Because there are many possible causes of tinnitus, an accurate diagnosis begins with visiting an ear specialist also known as an otologist or otolaryngologist. Tinnitus diagnosis must be done accurately so it may lead to its cause and how it can be treated.

It is important to note that tinnitus is usually made up of simple sounds. Hearing voices or someone talking is not normally associated with tinnitus and is considered an auditory hallucination. These hallucinations are more related to psychiatric disturbances than to the diseases that cause tinnitus. Expert advice and evaluative tests are therefore necessary for an accurate tinnitus diagnosis.

Tinnitus diagnosis is achieved with the following steps:

  • The physician will ask about your current or chronic sickness such as arthritis, and whether your line of work or where you reside is always exposed to high levels of noise. He will also ask you about the medications you take. This is necessary because the external factors aforementioned could be the possible cause of your tinnitus.
  • A physical and historical evaluation of your head, neck, and the nerves surrounding these areas will be done because somatic tinnitus can be caused by injuries and trauma in the areas near the ear.
  • Blood pressure and sometimes a spinal tap may be done to measure the fluid pressure in the spinal cord and the brain. This fluid may be due to benign intracranial hypertension.
  • An X-ray may be necessary to check whether there is a structural problem in the ear that may be the cause of the tinnitus. A CT scan or MRI may be requested if your doctor wishes to see more details to find out the real cause of your tinnitus.
  • An audiogram is a test involving the production of sounds in different levels of volume or intensity and pitch. You may be tested for this so your doctor can identify whether you can hear the sound. You can express ascent by raising your hand or pressing a button.) An audiogram test is done to measure one’s level of hear loss which is often associated with tinnitus.
  • Ultrasonography, computed tomography or an angiogram may be necessary if your doctor suspects that your tinnitus could be a cause of heart or blood vessel problem.
  • Evoked response audiometry uses acoustic stimulations that test the brain’s response in order to find any lesion that may cause hearing problems.
  • Other tests specific to characterizing tinnitus are tests that measure the pitch, loudness (volume) and maskability (ability of other sounds to mask tinnitus) when tinnitus is already confirmed to exist.

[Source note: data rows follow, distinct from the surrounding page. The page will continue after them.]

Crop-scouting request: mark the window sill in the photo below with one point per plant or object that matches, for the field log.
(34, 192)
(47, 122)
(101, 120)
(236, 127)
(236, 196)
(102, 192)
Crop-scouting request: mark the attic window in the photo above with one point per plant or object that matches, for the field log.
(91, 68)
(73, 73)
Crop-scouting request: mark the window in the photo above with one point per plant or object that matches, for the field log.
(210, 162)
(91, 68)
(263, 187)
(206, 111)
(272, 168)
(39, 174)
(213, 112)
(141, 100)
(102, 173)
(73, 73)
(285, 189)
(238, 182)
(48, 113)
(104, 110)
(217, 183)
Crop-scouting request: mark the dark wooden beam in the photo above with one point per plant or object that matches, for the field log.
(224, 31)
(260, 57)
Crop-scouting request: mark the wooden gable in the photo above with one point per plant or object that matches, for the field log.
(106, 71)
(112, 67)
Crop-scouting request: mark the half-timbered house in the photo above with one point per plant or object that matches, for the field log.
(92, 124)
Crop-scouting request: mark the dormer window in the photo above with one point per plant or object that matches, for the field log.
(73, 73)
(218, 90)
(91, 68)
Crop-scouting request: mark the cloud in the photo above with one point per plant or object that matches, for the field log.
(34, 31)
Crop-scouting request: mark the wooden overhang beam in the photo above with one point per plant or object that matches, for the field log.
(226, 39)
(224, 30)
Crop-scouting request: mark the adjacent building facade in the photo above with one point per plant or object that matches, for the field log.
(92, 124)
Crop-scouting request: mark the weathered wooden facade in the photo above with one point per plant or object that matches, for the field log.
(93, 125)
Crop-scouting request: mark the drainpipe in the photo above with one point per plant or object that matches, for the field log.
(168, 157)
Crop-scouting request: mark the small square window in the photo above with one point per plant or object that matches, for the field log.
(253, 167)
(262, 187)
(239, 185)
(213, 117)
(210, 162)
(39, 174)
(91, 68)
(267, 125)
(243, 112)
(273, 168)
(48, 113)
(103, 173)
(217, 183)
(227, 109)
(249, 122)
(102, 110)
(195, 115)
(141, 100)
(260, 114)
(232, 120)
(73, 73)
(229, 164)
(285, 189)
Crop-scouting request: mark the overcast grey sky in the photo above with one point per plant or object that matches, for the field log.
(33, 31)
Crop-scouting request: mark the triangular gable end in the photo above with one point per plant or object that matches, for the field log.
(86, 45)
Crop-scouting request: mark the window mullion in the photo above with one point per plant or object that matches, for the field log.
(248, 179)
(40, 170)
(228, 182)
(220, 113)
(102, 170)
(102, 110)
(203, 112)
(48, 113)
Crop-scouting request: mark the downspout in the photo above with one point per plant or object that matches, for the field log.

Always remember that a correct tinnitus diagnosis will lead to correct forms of prevention and treatment. Simple audio tests are basic but further testing on other parts of the body may also be necessary to find the underlying cause of tinnitus. A correct diagnosis of tinnitus can be confirmed once the hypothesized cause is treated and the tinnitus goes away. It is always best to consult your doctor for expert advice and diagnosis.